= Fixity fixups

The point of this code is to be able to take a table of fixity
information for unary and binary operators, then adjust an ast to
match these fixities. The standard way of handling this is handling
fixities at the parsing stage.

For the SQL parser, this is difficult because there is lots of weird
syntax for operators (such as prefix and postfix multiple keyword
operators, between, etc.).

An alterative idea which is used in some places is to parse the tree
regarding all the operators to have the same precedence and left
associativity, then correct the fixity in a pass over the ast after
parsing. Would also like to use this to fix the fixity for the join
trees, and set operations, after parsing them. TODO: anything else?


Approach

Really not sure how to get this correct. So: lots of testing

Basic testing idea: create an expression, then write down manually how
the expression should parse with correct fixity. Can write down the
expression in concrete syntax, and the correct fixity version using
parens.

Then can parse the expression, fix it, parse the fixed expression,
remove the parens and compare them to make sure they are equal.

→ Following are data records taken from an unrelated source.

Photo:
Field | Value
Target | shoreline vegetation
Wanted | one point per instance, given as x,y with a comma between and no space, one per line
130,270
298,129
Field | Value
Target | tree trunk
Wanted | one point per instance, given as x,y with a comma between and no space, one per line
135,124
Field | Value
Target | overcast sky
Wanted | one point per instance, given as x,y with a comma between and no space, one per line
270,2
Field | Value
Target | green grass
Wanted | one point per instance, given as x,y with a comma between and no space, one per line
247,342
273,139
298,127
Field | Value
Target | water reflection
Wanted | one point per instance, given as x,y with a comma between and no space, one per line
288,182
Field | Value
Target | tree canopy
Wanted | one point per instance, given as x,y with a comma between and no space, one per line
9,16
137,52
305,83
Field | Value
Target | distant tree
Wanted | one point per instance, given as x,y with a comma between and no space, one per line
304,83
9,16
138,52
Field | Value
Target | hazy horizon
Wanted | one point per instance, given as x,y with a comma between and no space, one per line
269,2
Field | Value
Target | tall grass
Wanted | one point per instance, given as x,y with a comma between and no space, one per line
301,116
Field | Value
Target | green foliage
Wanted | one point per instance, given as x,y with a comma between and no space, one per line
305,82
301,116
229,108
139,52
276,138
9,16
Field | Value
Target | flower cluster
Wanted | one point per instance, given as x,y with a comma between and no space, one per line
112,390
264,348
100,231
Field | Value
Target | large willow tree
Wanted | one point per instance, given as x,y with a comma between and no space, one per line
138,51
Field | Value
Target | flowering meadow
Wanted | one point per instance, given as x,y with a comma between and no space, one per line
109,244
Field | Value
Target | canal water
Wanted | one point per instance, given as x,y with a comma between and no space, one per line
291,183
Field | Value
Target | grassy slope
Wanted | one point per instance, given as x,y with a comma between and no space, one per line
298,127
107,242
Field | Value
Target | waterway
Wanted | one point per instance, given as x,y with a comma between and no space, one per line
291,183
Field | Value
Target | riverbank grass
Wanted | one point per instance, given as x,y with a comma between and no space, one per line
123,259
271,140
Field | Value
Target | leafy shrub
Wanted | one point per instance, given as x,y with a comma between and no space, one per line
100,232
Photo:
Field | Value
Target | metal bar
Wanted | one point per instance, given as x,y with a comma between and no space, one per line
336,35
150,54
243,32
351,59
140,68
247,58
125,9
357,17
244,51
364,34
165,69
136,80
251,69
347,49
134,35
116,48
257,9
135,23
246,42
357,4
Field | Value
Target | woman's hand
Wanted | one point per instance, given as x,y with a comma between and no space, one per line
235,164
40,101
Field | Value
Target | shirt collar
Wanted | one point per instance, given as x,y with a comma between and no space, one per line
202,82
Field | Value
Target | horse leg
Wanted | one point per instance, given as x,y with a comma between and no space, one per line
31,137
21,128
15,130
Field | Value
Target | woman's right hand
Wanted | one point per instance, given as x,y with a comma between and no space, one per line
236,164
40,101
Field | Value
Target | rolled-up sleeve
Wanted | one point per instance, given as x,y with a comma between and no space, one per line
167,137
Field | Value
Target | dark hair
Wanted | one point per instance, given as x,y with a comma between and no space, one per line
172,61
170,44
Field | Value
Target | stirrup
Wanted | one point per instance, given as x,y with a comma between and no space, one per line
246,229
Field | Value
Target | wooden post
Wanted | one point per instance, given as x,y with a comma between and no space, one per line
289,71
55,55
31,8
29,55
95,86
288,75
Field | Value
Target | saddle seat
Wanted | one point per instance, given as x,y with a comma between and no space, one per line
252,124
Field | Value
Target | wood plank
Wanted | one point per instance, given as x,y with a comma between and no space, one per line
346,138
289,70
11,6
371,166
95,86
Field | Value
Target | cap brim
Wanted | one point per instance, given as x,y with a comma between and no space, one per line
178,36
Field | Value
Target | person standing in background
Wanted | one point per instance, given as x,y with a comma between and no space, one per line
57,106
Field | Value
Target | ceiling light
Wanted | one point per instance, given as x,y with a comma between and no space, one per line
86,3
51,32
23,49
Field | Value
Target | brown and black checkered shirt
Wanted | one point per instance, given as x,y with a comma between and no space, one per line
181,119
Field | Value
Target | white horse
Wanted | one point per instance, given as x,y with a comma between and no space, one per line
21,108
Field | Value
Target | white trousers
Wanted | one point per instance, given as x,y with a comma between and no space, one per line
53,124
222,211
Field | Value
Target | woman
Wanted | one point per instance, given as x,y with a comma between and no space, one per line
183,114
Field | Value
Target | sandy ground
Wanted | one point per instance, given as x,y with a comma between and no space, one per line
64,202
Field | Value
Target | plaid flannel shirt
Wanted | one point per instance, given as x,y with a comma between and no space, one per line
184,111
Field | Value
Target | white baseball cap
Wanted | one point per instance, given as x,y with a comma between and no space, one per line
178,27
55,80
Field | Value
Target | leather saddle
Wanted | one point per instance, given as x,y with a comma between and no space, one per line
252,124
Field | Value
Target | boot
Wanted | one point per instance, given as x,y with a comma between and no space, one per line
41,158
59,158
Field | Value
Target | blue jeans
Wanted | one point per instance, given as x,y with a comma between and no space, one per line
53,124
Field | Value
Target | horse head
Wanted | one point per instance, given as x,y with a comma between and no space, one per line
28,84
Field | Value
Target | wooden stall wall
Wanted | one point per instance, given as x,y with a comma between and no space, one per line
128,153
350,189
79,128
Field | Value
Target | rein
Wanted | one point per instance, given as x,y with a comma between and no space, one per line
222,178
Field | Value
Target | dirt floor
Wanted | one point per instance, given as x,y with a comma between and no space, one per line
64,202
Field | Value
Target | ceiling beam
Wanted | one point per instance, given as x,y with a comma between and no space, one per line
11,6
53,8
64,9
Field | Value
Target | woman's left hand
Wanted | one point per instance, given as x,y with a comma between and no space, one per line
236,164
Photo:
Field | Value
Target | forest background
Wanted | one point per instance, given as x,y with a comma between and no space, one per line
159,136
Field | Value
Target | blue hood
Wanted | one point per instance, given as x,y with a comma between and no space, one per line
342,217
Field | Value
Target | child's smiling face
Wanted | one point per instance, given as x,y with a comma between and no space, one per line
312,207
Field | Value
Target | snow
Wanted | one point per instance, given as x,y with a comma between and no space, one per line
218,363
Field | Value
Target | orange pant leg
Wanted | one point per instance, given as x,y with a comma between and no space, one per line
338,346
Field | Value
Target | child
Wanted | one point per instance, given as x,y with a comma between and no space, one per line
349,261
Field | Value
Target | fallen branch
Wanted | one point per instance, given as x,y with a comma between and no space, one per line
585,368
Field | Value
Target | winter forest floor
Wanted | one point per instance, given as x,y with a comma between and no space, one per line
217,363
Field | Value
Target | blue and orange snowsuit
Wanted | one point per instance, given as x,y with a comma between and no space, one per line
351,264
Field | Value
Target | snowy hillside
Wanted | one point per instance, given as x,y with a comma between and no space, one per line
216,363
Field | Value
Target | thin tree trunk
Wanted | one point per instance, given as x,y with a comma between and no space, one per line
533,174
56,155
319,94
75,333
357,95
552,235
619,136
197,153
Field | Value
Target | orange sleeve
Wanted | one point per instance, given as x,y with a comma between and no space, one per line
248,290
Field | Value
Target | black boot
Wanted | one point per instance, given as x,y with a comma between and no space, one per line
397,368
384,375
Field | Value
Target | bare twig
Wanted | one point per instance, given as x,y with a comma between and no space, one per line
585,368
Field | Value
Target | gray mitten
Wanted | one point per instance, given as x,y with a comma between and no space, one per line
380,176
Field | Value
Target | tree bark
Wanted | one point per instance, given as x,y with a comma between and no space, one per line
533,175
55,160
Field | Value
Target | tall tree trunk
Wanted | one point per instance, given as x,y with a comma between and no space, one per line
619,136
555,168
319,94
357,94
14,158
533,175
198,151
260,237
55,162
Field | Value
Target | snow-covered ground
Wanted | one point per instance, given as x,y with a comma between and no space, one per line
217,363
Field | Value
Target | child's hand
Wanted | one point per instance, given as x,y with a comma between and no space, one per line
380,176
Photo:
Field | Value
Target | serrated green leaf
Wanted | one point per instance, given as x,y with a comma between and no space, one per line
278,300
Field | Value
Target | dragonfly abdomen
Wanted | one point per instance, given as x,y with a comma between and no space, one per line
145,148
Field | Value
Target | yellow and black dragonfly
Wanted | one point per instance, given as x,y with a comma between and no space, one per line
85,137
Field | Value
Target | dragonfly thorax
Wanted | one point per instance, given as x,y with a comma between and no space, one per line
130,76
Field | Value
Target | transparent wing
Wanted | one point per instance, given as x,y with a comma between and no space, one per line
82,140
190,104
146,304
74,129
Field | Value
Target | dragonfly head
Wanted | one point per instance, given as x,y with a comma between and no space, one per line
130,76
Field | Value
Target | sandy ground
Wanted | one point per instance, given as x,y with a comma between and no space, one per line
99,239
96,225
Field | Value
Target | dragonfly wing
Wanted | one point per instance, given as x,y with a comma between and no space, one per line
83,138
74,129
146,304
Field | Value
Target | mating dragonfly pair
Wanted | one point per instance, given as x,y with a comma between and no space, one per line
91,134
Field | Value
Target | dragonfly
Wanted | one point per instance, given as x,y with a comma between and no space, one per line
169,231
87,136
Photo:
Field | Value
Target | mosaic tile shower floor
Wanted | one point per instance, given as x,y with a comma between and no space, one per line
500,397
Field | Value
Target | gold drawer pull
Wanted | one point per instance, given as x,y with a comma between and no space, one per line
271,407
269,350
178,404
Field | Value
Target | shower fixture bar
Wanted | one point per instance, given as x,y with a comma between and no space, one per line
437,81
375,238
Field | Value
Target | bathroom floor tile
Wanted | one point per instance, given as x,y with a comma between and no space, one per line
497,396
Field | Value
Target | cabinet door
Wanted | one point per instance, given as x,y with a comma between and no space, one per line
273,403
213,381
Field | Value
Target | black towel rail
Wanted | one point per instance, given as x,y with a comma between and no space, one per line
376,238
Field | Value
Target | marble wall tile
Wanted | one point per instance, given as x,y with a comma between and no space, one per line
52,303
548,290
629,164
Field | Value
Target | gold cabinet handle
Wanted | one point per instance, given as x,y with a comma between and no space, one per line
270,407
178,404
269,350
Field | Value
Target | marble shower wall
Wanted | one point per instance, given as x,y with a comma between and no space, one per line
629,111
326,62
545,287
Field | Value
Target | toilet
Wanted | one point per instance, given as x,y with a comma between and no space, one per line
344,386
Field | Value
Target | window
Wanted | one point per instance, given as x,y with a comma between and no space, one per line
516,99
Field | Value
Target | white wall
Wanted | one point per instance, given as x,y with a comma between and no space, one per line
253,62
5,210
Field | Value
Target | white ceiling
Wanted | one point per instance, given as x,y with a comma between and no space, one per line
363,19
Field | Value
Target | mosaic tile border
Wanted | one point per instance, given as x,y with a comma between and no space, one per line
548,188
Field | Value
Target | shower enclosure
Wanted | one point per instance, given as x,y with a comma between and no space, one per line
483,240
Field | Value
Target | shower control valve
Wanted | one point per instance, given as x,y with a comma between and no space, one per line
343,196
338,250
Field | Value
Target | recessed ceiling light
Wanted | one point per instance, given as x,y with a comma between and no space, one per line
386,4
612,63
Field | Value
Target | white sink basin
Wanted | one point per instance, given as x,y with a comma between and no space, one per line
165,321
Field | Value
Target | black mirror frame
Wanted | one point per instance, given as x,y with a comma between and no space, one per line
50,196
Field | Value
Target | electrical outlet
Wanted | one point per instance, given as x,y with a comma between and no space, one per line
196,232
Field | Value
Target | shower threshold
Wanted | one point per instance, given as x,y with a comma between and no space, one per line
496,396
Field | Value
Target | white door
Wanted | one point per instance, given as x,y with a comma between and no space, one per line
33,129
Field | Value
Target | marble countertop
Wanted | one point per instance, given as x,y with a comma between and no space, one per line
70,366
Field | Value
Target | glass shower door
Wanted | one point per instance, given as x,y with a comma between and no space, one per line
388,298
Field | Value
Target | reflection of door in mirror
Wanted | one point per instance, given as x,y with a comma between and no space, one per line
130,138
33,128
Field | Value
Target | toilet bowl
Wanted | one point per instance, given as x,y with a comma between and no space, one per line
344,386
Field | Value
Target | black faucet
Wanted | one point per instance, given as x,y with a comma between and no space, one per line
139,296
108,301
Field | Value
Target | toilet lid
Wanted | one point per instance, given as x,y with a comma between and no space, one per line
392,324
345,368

Second layer of testing. For each source expression parsed, run it
through a generator which will generate every version of that tree by
choosing all possibilities of fixities on a token by token basis. This
will ensure the fixity fixer is robust. An alternative approach is to
guarantee the parser will produce trees where all the fixities are
known (e.g. unary operators always bind tighter than binary, binary
are all left associative, prefix unary bind tighter than postfix. This
way, the fix code can make some assumptions and have less code. We
will stick with the full general version which is more robust.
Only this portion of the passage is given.